Remembering the Life and Work of Ecological Artist Jackie Brookner

Jackie Brookner was a pioneering ecological artist, designer, writer and educator. Here, she is remembered for her passionate work with ecologists, design professionals, and communities on water remediation/landscape restoration for parks and wetlands, among many other projects.


I’m lucky to have crossed paths with a rare individual who made me think deeply about the universe and my place, our place, in it. A decade ago I was researching a book with Lance Hosey that turned into Women in Green: Voices of Sustainable Design, Ecotone Publishing, 2007. Among the many inspiring individuals I interviewed,  Jackie Brookner left a lasting impression on me. She died last month after a battle with cancer.

Brookner was an ecological artist. Her biosculptures reflected her deep interest in water, biology, and the human body. She worked in cast bronze in her early career, before turning to “living sculptures”, as she called them. They were conceived to make links between art, urban sculpture, biology, and culture. These site-specific public art projects were the focus of her career. She was also a beloved teacher at Parsons The New School for Design from 1980 until her death.

One of Brookner’s biosculptures, titled The Gift of Water.

In an obituary by Lenore Malen and Mira Schor, Brookner’s work was poignantly described as having been “always distinguished by an engagement with natural materials. Early on she made numerous graphite drawings, small and large scale cast bronze sculpture, always informed by bodily touch and the human hand. Throughout her career there has been a metonymy between material and concept: in her later work more specifically she drew analogies between morphological patterns and systems in nature and the human body, her work crystalizing the moment when these became philosophical points about the connection between the body and the world. Local resources became the focal point for community collaboration, what Brookner called ‘neighborhood driven solutions’ moving beyond the goal of creating permanent works of art.” (See the comprehensive obituary here. A 2008 ecoartspace interview by Patricia Watts captures Brookner discussing her work in Finland.)

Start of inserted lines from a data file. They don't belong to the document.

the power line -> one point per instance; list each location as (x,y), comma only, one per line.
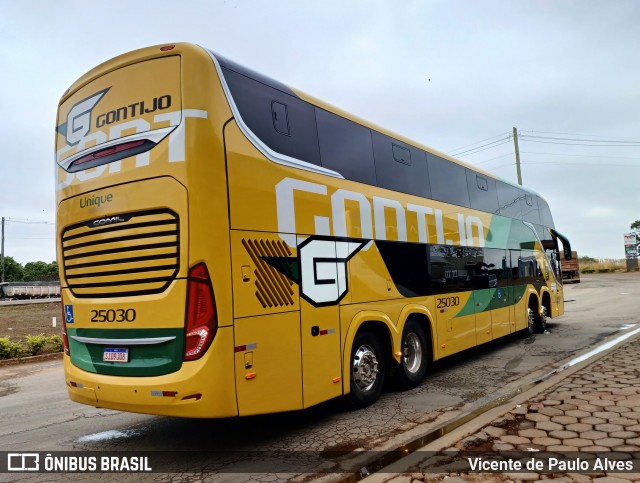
(478,142)
(575,134)
(484,147)
(635,141)
(600,156)
(29,222)
(525,139)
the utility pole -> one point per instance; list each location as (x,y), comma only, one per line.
(2,254)
(515,142)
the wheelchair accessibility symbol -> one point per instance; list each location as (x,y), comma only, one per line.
(68,314)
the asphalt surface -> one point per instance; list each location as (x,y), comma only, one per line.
(582,424)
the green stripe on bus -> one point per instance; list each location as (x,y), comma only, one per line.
(144,360)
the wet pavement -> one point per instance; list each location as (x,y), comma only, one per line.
(580,425)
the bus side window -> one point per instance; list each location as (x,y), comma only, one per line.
(483,194)
(400,167)
(280,117)
(448,181)
(345,147)
(282,121)
(508,199)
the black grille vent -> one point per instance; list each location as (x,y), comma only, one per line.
(122,255)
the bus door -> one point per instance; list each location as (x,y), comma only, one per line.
(455,301)
(323,283)
(266,324)
(501,293)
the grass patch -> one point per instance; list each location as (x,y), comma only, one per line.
(603,265)
(26,330)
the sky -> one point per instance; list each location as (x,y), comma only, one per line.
(455,75)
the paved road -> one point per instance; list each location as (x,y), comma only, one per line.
(35,413)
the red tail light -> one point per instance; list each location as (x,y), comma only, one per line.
(202,323)
(65,341)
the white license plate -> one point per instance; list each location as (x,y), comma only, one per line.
(115,355)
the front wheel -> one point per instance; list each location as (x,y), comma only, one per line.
(415,355)
(367,370)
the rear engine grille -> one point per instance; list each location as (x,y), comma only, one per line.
(122,255)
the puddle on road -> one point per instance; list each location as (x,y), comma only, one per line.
(403,451)
(109,435)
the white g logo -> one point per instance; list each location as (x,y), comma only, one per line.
(78,122)
(323,269)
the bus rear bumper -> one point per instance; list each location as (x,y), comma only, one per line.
(200,389)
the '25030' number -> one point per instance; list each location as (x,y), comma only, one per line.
(446,302)
(113,315)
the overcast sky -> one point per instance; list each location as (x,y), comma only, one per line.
(451,74)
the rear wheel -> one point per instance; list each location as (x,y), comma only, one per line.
(541,320)
(531,322)
(367,370)
(416,354)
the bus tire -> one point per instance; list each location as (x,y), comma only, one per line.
(531,322)
(541,320)
(367,368)
(416,355)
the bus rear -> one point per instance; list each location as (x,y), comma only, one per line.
(142,260)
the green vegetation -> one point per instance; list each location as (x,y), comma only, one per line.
(34,345)
(31,272)
(602,265)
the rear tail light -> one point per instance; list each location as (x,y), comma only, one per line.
(201,323)
(65,340)
(111,154)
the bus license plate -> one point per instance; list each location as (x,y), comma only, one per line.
(115,355)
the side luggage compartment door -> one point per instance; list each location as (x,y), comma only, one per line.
(266,325)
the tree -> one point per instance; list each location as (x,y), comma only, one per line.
(40,272)
(13,271)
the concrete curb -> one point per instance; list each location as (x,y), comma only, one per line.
(30,359)
(476,424)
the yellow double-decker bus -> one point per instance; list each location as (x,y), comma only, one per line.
(231,246)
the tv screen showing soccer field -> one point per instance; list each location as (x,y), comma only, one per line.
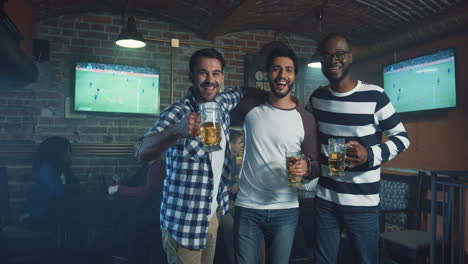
(116,88)
(422,83)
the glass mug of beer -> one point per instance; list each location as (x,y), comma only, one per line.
(291,159)
(210,126)
(336,156)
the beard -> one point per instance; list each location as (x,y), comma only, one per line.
(281,95)
(336,79)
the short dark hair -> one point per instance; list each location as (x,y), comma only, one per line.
(281,52)
(321,45)
(234,135)
(206,53)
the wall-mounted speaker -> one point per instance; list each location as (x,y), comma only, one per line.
(41,50)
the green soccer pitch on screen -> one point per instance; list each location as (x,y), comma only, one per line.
(115,88)
(422,83)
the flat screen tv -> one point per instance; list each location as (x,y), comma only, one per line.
(115,88)
(422,83)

For the last four years, Brookner spent part of her time in Fargo, North Dakota, where she was working on a project to reimagine critical stormwater basins as sites of ecological restoration and community connection. She came to Fargo at the invitation of landscape architect Nicole Crutchfield, the city’s Planning Administrator, and they worked closely with each other. “One of Jackie’s skills that made the project so vibrant was knitting and connecting different people to the project. Her enthusiasm was infectious, and her personal engagement of so many people was making it meaningful to the community in a very real way.” (Brookner delivered a stirring talk about the project at TEDx Fargo in 2012.)

Panoramic view of the stormwater basin at Rabanus Park in Fargo, North Dakota

There was a deep gravity to her perspective, but also a palpable sense of joy. I spoke to her about her work, her thoughts of about “the sustainability movement” (such as it was), and the role of women. She intrigued me at every turn. “Sustainable design is far too anthropocentric,” she told me. “The focus has to be much bigger. This is where artists are more radical than the design profession. When I work with design teams, I am often the one who is pushing to make things visible and go for the maximum rather than the minimum. We have to celebrate this stuff and make it sexy, irresistible, and joyful. Also, sustainable design is too small. It’s about products and technology. Really, we need to change our relationship to life and to death and to other species, and to ourselves and to each other.”

Jackie Brookner creating a foot portrait of Florence Bennett in 1995 for the Of Earth and Cotton traveling exhibit.

I asked whether she thought that women bring something different than men do to the sustainable design arena. “It does seem to be a fact that women use their corpus callosum more continuously than males do,” she said. “I think that is probably what allows us to integrate different aspects of our intelligence, like our emotional intelligence, sensory intelligence, verbal intelligence … we may be able to do that more readily.”

She thought deeply about death, too, long before she was ill. “We don’t know about the spirit, but we know that the body dies,” she said. “The body is matter. The matrix of that matter is the earth. I think we are furious at matter that we cannot live forever, and so we are lashing out at it like two-year-olds, mad at the mother. Matter is the mother.”